Trend

The trend command analyzes score movement across multiple historical run manifests and reports whether quality is improving, degrading, or stable over time.

Use it when pairwise compare is too narrow and you want to detect gradual drift across a sequence of runs.

Usage

Analyze the last 8 canonical runs in the current workspace:

agentv trend --last 8

This is the primary day-to-day workflow. In most cases, users should start with --last.

Filter to one dataset and target:

agentv trend --last 8 --dataset code-review --target claude-sonnet

Point directly at run workspaces or index.jsonl manifests when you need a specific historical slice or want a reproducible example:

agentv trend \
  .agentv/results/runs/2026-03-01T10-00-00-000Z/ \
  .agentv/results/runs/2026-03-08T10-00-00-000Z/index.jsonl \
  .agentv/results/runs/2026-03-15T10-00-00-000Z/

Concrete regression-gating example:

agentv trend --last 8 --dataset code-review --target claude-sonnet \
  --fail-on-degrading --slope-threshold 0.01

Supported Inputs

trend only accepts canonical run workspaces:

.agentv/results/runs/<run-id>/
.agentv/results/runs/<run-id>/index.jsonl

Legacy flat results.jsonl files are rejected. The command stays on lightweight index.jsonl manifests and does not require per-test artifact hydration.

Options

Option	Description
`--last <n>`	Use the most recent `n` runs from `.agentv/results/runs/`
`--dataset <name>`	Filter records to one dataset
`--target <name>`	Filter records to one target inside each run
`--slope-threshold <n>`	Minimum absolute slope required to classify improving or degrading (default: `0.01`)
`--fail-on-degrading`	Exit non-zero when the detected trend is degrading beyond the threshold
`--allow-missing-tests`	Aggregate each run independently instead of intersecting test IDs across runs
`--format`, `-f`	Output format: `table` (default) or `json`
`--json`	Shorthand for `--format=json`

How It Works

Loads each selected index.jsonl manifest.
Applies dataset and target filters per record.
By default, reduces every run to the intersection of test IDs present in all selected runs.
Computes one mean score per run.
Fits a simple linear regression over run index 0..N-1.
Classifies the slope as improving, degrading, or stable.

Strict matched-test analysis is the default because changing test composition across runs can create false drift signals.

Worked Example

Suppose three historical runs for dataset=code-review and target=claude-sonnet produce matched mean scores of 0.92, 0.86, and 0.80.

The slope is negative.
The command reports direction=degrading.
With --fail-on-degrading --slope-threshold 0.01, the command exits with code 1.

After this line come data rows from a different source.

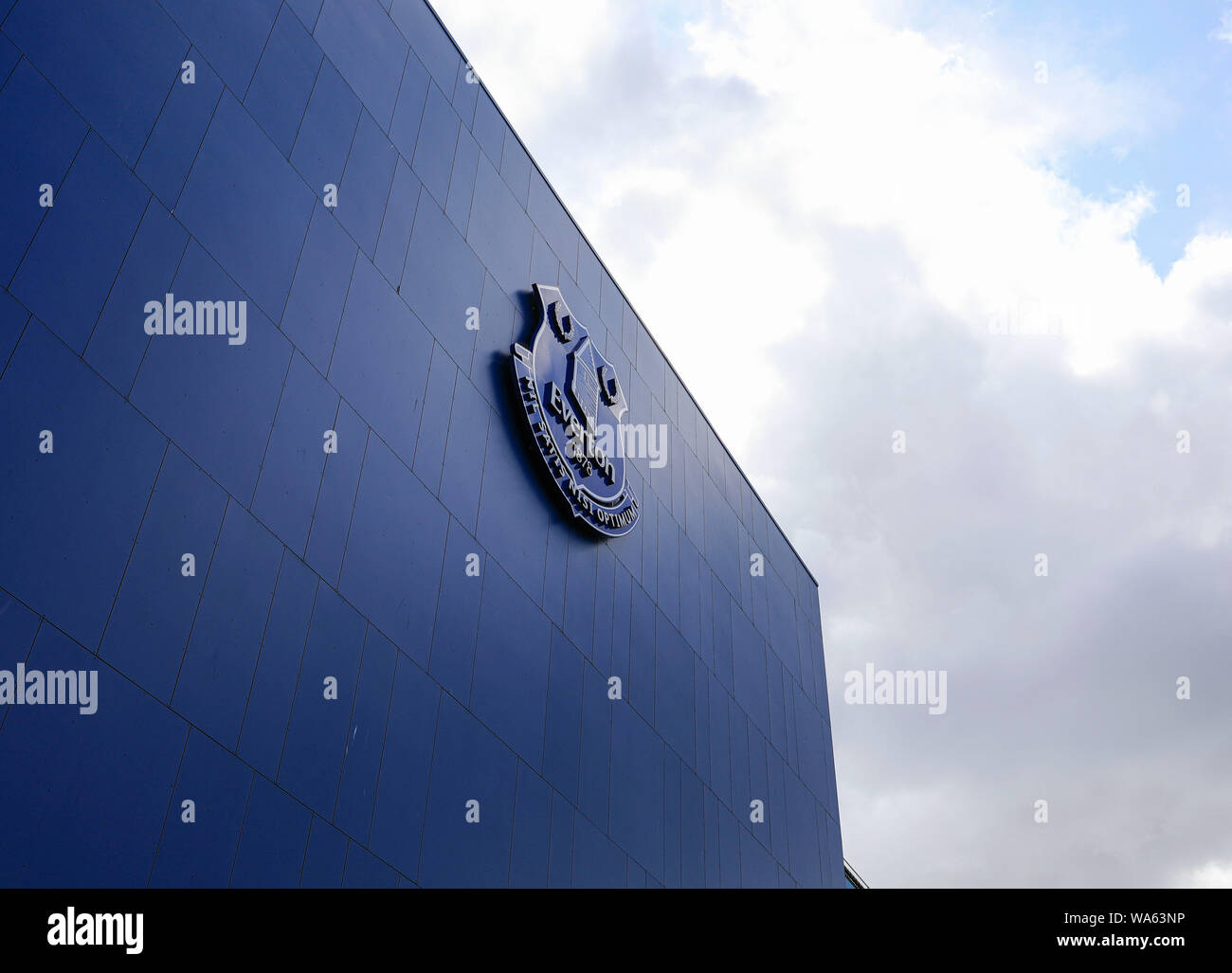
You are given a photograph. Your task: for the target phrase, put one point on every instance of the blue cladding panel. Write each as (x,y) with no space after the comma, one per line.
(510,666)
(295,459)
(283,81)
(181,124)
(230,33)
(381,360)
(533,824)
(473,776)
(366,737)
(402,792)
(154,611)
(221,659)
(365,188)
(90,811)
(318,292)
(181,377)
(115,62)
(72,515)
(442,279)
(258,235)
(327,131)
(357,37)
(118,345)
(316,743)
(371,637)
(89,229)
(432,160)
(393,557)
(324,858)
(200,838)
(274,685)
(272,842)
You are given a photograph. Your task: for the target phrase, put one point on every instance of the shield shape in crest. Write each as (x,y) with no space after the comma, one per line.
(574,405)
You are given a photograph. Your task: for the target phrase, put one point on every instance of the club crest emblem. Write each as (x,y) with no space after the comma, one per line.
(574,403)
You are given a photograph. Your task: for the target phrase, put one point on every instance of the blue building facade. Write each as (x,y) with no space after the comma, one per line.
(344,629)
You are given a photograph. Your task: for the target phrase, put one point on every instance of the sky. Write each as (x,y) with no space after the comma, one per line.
(969,266)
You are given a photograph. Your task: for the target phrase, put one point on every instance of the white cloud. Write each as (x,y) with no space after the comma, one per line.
(828,210)
(1212,874)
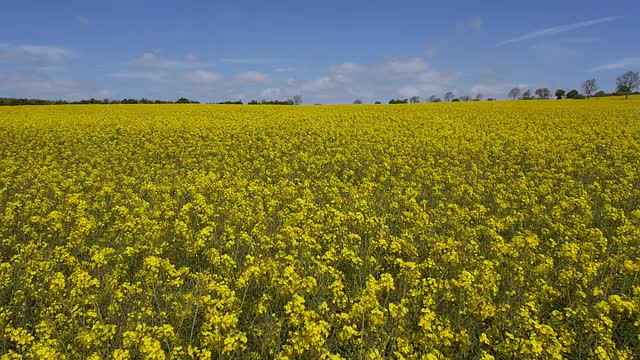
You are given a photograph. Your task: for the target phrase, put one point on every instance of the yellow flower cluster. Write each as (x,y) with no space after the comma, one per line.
(433,231)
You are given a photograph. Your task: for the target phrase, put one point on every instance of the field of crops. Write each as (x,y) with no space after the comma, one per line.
(461,230)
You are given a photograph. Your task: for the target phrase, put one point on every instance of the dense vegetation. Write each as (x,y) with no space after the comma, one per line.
(464,231)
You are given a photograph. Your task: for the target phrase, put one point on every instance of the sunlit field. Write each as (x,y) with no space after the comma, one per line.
(461,230)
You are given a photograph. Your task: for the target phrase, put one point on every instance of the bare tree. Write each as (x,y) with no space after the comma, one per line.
(589,87)
(628,82)
(543,93)
(514,93)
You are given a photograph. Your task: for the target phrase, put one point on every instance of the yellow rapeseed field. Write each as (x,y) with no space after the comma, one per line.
(433,231)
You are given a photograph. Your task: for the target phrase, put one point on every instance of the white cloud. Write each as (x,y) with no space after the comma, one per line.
(43,86)
(558,30)
(495,90)
(10,52)
(409,66)
(618,65)
(324,83)
(140,75)
(348,68)
(285,69)
(271,93)
(155,60)
(253,76)
(202,77)
(246,61)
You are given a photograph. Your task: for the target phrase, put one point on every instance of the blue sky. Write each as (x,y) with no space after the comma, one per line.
(329,51)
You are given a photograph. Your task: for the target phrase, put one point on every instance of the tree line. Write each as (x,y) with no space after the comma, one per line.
(5,101)
(17,101)
(626,84)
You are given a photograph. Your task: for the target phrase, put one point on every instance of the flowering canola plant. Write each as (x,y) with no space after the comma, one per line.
(433,231)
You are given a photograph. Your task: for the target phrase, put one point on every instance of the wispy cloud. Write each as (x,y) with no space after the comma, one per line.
(475,23)
(285,69)
(10,52)
(140,75)
(155,59)
(202,77)
(246,61)
(617,65)
(558,29)
(253,76)
(36,84)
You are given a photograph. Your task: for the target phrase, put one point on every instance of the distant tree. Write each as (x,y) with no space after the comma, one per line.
(573,94)
(627,82)
(589,87)
(514,93)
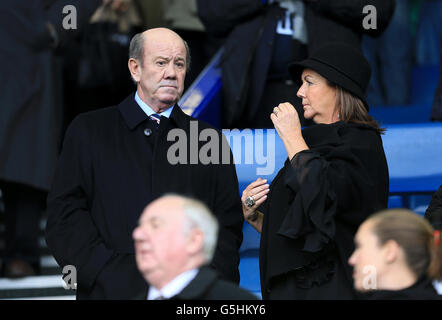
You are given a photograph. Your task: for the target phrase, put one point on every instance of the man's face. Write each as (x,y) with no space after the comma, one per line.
(161,242)
(161,76)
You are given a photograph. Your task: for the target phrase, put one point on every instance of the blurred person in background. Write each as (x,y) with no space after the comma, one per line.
(174,244)
(397,256)
(31,117)
(263,36)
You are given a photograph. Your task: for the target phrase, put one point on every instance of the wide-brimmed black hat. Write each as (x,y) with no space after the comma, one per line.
(339,63)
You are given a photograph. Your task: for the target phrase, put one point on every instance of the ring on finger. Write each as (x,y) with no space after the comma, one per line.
(249,202)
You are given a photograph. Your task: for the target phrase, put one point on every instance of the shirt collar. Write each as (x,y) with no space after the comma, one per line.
(148,110)
(173,287)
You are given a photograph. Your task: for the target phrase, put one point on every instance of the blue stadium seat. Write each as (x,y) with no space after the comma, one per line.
(203,98)
(423,85)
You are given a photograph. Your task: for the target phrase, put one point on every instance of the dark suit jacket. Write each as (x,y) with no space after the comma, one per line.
(108,171)
(208,286)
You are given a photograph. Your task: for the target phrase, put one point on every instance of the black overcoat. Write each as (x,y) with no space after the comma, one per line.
(315,206)
(108,171)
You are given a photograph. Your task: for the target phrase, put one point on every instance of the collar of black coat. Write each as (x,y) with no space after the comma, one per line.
(133,115)
(330,134)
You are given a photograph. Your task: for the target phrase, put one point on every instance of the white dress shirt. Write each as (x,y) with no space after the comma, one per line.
(173,287)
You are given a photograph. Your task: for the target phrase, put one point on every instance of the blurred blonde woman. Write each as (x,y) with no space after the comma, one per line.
(398,255)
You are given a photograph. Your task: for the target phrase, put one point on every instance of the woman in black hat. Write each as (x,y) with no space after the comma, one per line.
(335,176)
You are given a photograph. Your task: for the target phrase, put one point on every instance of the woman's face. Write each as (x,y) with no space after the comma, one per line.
(368,259)
(318,98)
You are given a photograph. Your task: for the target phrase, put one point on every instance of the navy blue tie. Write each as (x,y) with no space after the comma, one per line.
(155,117)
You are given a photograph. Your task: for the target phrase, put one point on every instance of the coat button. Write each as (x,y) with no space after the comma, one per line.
(147,132)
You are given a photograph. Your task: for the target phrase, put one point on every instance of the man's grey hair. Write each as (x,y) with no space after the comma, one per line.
(199,216)
(136,49)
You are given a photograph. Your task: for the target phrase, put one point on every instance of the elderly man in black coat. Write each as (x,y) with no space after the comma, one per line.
(117,160)
(31,115)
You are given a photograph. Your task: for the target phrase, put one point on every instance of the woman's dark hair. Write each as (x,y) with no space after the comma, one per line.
(416,237)
(352,109)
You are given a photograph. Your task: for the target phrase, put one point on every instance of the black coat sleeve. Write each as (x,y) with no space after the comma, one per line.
(350,13)
(227,208)
(220,17)
(434,211)
(343,183)
(71,233)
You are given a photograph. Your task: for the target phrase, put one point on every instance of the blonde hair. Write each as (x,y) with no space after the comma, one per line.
(352,109)
(415,236)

This is the intended CI workflow for detecting slow drift that a single pairwise comparison can miss.

Output

Table format

Trend Analysis

Runs: 3 | Range: 2026-03-01T10:00:00.000Z → 2026-03-15T10:00:00.000Z
Filters: dataset=code-review target=claude-sonnet mode=matched-tests
Matched Tests: 42 | Verdict: degrading

  Run                           Tests  Mean Score
  ----------------------------  -----  ----------
  2026-03-01T10:00:00.000Z         42       0.920
  2026-03-08T10:00:00.000Z         42       0.905
  2026-03-15T10:00:00.000Z         42       0.892

Summary: slope=-0.014 intercept=0.920 r²=0.943
Regression Gate: threshold=0.010 fail_on_degrading=true triggered=true

JSON format

{
  "runs": [
    {
      "label": "2026-03-01T10:00:00.000Z",
      "path": "/repo/.agentv/results/runs/2026-03-01T10-00-00-000Z/index.jsonl",
      "timestamp": "2026-03-01T10:00:00.000Z",
      "matched_test_count": 42,
      "mean_score": 0.92
    }
  ],
  "filters": {
    "dataset": "code-review",
    "target": "claude-sonnet",
    "allow_missing_tests": false
  },
  "summary": {
    "run_count": 8,
    "matched_test_count": 42,
    "date_range": {
      "start": "2026-03-01T10:00:00.000Z",
      "end": "2026-03-15T10:00:00.000Z"
    },
    "slope": -0.014,
    "intercept": 0.923,
    "r_squared": 0.943,
    "direction": "degrading"
  },
  "regression": {
    "slope_threshold": 0.01,
    "fail_on_degrading": true,
    "triggered": true
  }
}

Exit Codes

Code	Meaning
`0`	Informational mode, or no degrading trend triggered
`1`	Invalid input, analysis error, or `--fail-on-degrading` detected a degrading trend

Compare vs Trend

compare answers: “Did this run beat that run?”
trend answers: “Across many runs, are scores drifting up or down?”

Use compare for pairwise regressions. Use trend for longitudinal drift detection.